Thursday, July 12th, 2012, 6.30pm-8pm, FREE
Galway City Library
Doire Press Showcase PLUS
visiting American writers Mark Conway & Maura Mulligan
The Over The Edge July Writers’ Gathering presents a special showcase reading by poets and fiction writers published by Galway county based Doire Press. Jacqueline Murrary Loring, Celeste Augé, Kevin O’Shea and John Walsh will read their work. The evening will also include readings by visiting American writers Mark Conway and Maura Mulligan. All are welcome. There is no cover charge.
Jacqueline Murrary Loring is a screenwriter, playright and poet. She is the retired exectutive director of the Cape Cod Writers’ Center and is the president of the Cape Cod Chapter of the National League of American Pen Women. Her poetry has appeared in a variety of publications, incuding The Boston Poet, Prime Time Magazine, Re:verse, Cape Cod Voice, Summer Home Review – volume I and II, and From Both Sides Now: The Poetry of the Vietnam War and its Aftermath. She is the winner of the 2012 International Doire Press Poetry Chapbook Competition, and her chapbook, The History of Bearing Children, will be published by Doire Press in July.
Celeste Augé is an Irish-Canadian writer who has lived in Ireland since she was twelve. When she was in her twenties, she dropped out of art college; in her thirties she completed an MA in Writing; currently she teaches creative writing to adults and university undergraduates. Her fiction and poetry have been widely published in literary journals and anthologies. Her poetry has been short-listed for a Hennessy Literary Award and Salmon Poetry have published her first full-length poetry collection, The Essential Guide to Flight. The Arts Council of Ireland awarded her a Literature Bursary. Her short story ‘The Good Boat’ won the 2011 Cúirt New Writing Prize for fiction. Fireproof and Other Stories is just published by Doire Press.

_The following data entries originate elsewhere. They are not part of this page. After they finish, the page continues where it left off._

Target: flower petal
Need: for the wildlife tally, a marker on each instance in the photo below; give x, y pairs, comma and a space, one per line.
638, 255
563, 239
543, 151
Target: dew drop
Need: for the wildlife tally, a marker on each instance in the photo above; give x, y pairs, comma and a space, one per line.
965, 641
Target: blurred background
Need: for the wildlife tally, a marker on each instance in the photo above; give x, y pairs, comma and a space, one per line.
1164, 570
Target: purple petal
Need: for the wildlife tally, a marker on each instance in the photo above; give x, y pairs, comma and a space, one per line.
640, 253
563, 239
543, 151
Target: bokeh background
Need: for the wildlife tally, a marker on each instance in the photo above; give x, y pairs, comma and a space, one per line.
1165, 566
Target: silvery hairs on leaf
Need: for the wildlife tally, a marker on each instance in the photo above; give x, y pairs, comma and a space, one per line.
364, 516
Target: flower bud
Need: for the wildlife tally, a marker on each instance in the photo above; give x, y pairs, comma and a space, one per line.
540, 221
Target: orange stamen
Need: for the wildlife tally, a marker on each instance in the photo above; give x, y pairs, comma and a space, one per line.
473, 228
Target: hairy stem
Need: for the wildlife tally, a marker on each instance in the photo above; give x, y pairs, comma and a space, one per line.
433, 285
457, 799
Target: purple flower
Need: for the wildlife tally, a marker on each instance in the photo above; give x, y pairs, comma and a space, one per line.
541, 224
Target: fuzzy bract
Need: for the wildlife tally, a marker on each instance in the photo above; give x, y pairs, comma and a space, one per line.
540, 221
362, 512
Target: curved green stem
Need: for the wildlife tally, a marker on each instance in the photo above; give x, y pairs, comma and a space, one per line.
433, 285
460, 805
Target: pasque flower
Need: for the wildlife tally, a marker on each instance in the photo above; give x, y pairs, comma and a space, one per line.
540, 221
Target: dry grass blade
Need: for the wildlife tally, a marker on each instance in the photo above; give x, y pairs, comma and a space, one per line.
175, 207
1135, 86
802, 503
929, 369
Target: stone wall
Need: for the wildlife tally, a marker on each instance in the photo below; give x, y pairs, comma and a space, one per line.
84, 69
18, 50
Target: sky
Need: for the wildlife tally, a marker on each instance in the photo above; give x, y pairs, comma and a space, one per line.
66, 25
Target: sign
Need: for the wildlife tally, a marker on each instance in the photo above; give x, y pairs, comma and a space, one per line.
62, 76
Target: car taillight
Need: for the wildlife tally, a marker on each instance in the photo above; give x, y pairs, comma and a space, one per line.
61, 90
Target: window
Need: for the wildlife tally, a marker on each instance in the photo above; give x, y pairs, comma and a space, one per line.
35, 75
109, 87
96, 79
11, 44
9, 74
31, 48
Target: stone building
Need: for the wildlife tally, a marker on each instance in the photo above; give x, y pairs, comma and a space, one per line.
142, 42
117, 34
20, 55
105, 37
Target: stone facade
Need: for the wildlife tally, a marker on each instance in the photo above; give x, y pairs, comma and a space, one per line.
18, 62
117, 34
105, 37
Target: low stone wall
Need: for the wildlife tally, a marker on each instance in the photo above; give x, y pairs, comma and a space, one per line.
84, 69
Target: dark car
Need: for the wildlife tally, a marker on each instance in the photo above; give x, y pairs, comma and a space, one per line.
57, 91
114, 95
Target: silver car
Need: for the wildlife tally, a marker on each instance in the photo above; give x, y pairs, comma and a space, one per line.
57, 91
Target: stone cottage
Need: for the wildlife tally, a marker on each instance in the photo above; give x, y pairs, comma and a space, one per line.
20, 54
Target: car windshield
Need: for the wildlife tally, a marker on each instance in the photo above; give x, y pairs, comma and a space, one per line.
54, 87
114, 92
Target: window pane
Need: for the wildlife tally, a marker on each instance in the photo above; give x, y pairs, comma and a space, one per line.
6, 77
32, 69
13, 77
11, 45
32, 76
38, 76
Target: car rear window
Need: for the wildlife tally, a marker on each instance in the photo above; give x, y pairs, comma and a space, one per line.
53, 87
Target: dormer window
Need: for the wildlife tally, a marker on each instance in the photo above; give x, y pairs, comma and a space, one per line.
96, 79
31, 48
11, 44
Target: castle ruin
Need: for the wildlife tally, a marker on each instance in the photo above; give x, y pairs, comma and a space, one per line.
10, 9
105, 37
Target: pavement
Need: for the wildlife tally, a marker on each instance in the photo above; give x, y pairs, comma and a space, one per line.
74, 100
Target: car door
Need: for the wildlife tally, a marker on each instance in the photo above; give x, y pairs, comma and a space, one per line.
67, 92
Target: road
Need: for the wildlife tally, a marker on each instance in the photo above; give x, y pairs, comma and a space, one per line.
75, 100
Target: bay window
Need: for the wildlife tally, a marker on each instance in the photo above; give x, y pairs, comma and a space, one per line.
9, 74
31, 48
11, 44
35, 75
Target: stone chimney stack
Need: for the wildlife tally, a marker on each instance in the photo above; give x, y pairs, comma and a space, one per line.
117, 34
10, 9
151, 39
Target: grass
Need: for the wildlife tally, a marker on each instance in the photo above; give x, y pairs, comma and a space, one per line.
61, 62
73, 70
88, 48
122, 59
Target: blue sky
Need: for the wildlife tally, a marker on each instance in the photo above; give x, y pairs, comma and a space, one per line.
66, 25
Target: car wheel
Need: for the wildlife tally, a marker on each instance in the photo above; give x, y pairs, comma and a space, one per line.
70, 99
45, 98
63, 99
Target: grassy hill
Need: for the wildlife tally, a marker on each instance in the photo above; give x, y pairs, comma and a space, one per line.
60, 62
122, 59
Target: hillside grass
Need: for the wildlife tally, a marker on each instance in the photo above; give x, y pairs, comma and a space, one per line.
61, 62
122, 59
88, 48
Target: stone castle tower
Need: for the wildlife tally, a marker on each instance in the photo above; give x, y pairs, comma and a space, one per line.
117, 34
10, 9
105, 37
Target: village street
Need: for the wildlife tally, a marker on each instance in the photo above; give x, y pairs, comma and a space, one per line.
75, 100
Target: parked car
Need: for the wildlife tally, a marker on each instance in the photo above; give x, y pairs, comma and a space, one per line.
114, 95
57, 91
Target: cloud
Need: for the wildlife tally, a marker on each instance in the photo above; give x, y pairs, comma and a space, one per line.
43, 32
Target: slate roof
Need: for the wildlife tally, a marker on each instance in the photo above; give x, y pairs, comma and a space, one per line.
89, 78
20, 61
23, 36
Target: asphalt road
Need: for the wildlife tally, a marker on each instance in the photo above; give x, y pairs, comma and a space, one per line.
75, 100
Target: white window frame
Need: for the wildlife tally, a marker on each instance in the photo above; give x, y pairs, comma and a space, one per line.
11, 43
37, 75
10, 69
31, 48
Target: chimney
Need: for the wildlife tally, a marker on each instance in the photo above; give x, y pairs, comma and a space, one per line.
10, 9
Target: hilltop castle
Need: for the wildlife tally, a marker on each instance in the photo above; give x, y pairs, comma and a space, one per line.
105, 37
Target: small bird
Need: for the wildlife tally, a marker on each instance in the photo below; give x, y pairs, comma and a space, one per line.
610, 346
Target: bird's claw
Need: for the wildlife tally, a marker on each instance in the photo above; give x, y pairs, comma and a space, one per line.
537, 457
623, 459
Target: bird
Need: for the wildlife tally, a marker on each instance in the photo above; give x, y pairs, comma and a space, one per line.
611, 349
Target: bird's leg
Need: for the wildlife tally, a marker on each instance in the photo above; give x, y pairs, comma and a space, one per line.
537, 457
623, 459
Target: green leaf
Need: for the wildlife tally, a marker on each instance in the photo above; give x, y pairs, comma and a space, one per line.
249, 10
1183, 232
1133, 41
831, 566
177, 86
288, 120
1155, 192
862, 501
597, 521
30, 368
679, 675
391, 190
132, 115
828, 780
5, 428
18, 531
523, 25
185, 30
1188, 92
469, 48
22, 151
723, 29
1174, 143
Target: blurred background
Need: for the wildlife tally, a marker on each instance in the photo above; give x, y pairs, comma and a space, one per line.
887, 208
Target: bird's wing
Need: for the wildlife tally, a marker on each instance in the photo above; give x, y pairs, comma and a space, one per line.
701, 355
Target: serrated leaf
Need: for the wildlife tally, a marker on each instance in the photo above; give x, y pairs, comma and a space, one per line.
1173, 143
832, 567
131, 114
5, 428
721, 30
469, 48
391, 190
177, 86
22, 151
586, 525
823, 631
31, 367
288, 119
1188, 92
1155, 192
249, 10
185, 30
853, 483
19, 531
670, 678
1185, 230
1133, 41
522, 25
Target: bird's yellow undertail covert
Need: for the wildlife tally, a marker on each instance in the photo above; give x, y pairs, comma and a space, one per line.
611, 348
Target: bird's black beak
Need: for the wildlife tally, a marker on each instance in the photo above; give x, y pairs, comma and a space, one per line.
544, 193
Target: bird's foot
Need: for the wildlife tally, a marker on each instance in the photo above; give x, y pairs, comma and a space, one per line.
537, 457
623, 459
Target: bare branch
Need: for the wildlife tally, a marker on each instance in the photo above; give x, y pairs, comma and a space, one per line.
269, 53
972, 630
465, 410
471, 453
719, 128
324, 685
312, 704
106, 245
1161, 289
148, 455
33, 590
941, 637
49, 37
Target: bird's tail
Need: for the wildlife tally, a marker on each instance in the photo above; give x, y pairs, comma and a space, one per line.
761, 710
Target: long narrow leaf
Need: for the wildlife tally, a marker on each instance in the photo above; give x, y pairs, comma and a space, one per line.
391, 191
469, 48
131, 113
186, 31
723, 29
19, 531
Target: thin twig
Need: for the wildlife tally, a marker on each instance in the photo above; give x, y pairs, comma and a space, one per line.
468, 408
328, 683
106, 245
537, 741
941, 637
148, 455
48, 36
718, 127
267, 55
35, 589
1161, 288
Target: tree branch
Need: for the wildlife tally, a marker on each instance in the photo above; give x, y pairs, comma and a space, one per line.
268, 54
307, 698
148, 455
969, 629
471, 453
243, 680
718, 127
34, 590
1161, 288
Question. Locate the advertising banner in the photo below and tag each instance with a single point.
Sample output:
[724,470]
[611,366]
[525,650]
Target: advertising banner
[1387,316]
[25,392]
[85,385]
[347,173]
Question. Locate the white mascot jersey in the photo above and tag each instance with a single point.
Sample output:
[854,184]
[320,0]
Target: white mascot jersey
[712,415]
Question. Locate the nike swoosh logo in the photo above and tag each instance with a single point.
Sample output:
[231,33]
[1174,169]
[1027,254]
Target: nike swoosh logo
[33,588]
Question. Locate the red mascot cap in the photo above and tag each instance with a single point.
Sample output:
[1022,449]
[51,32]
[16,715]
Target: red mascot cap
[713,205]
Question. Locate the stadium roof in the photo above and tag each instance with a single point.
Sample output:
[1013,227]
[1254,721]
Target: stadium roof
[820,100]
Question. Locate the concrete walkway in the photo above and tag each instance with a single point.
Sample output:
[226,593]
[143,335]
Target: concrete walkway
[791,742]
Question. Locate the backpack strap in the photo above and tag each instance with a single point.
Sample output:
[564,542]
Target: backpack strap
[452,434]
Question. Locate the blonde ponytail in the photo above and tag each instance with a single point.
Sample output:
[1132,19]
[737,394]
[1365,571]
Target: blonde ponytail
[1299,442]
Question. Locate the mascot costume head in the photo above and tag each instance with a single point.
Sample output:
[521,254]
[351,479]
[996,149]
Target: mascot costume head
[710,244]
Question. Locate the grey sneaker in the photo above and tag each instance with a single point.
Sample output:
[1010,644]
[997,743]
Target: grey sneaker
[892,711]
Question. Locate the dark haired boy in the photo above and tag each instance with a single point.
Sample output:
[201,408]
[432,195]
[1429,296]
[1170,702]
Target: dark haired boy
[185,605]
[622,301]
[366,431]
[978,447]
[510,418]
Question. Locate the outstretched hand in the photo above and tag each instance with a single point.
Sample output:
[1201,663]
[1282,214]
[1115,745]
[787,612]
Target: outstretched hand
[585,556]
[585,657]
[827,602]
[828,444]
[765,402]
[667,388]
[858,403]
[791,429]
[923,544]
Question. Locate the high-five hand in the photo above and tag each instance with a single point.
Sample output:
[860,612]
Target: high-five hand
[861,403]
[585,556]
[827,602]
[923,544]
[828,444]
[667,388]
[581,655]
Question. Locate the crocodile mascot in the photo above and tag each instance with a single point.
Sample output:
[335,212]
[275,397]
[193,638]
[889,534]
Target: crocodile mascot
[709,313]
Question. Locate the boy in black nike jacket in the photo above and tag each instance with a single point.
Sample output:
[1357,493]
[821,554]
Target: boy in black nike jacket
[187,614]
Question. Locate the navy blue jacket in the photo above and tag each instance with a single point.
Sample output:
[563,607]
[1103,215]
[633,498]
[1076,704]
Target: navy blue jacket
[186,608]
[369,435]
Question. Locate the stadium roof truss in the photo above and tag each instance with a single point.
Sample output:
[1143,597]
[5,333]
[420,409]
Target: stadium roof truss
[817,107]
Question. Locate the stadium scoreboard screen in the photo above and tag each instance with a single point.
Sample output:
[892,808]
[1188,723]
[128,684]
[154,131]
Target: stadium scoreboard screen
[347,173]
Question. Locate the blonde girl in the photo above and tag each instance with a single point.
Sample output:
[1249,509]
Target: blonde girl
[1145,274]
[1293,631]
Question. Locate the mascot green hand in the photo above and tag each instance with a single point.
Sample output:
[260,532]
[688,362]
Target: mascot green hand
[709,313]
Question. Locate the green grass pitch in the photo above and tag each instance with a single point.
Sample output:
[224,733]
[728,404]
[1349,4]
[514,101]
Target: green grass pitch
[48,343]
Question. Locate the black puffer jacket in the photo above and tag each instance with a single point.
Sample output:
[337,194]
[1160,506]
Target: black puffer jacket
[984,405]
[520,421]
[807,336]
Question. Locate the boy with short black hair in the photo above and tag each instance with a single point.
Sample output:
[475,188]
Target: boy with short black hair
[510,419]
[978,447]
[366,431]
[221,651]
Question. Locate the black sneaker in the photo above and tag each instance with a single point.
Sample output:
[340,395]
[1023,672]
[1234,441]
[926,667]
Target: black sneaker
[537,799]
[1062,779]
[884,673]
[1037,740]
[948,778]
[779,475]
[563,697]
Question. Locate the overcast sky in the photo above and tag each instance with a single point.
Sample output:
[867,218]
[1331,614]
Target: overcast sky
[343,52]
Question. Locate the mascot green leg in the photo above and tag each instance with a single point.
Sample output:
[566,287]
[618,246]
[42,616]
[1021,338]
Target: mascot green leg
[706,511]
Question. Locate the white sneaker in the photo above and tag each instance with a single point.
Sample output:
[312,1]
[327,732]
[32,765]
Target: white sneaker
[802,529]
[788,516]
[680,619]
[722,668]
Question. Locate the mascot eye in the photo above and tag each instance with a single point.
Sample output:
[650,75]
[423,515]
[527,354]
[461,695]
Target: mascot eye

Kevin O’Shea lives on the edge of Connemara, in Moycullen, still within earshot of the old Galway-Clifden railway. Having retreated from the world of technology to timidly confront the world of imagination he was short listed for Over The Edge New Writer of the Year in both 2009 and 2010. His poetry has been published in Irish Left Review, Ropes, Pen Tales, Behind the Masks, Mosaic, THE SHOp and Northern Liberties Review. He was the winner in the poetry section of this year’s Cúirt New Writing Prize and as part of his prize Kevin read at the Cúirt Over The Edge Showcase reading. His highly anticipated debut collection of poetry, The Art of Non-Fishing , will be published by Doire Press in the Autumn.
John Walsh was born in Derry in 1950. After sixteen years teaching English in Germany, in 1989 he returned to live in Connemara. His first poetry collection Johnny tell Them was published by Guildhall Press (Derry) in October 2006. In 2007 he received a Publication Award from Galway County Council to publish his second collection Love’s Enterprise Zone (Doire Press, Connemara). In 2010 Salmon Poetry published his latest collection Chopping Wood with T.S. Eliot. His poems have been published in Ireland, the UK and Austria and the USA. He has read and performed his poems at events in Ireland, the UK, Germany, Sweden and the USA. He received a Publication Award from Galway County Council for his debut short story collection Border Lines, which was published by Doire Press in April 2012 and has been very favourably received.
Mark Conway’s previous books are Dreaming Man, Face Down which won the 2009 American Poetry Journal Book Prize and Any Holy City, short-listed for the 2007 PEN/Joyce Osterweil Award for Poetry. Individual poems have appeared in such leading international journals as The Paris Review, Slate, Ploughshares, The Kenyon Review On-line, Agni, Harvard Review and Bomb. He is currently working on a manuscript called Fuse with poems forthcoming in The American Poetry Review and The Iowa Review.
Maura Mulligan’s memoir, Call of the Lark is just published by Greenpoint Press New York. It is the story of a woman who found the courage to change her life -- several times. As a young girl in Ireland, Maura Mulligan worked as a servant in "a grand house." At seventeen, she sailed to America and became a telephone operator. Answering a higher call, she entered a Franciscan convent and became a nun. Influenced by the changes following Vatican II, she made the decision to return to the world. Call of the Lark offers a vivid portrait of the author's childhood in rural Ireland of the forties and fifties. Behind the convent door, the reader shares her nun's life, and stands with her when she closes it behind her. http://greenpointpress.org/gb_book_lark.html
After the reading we will be retiring for refreshments to the House Hotel.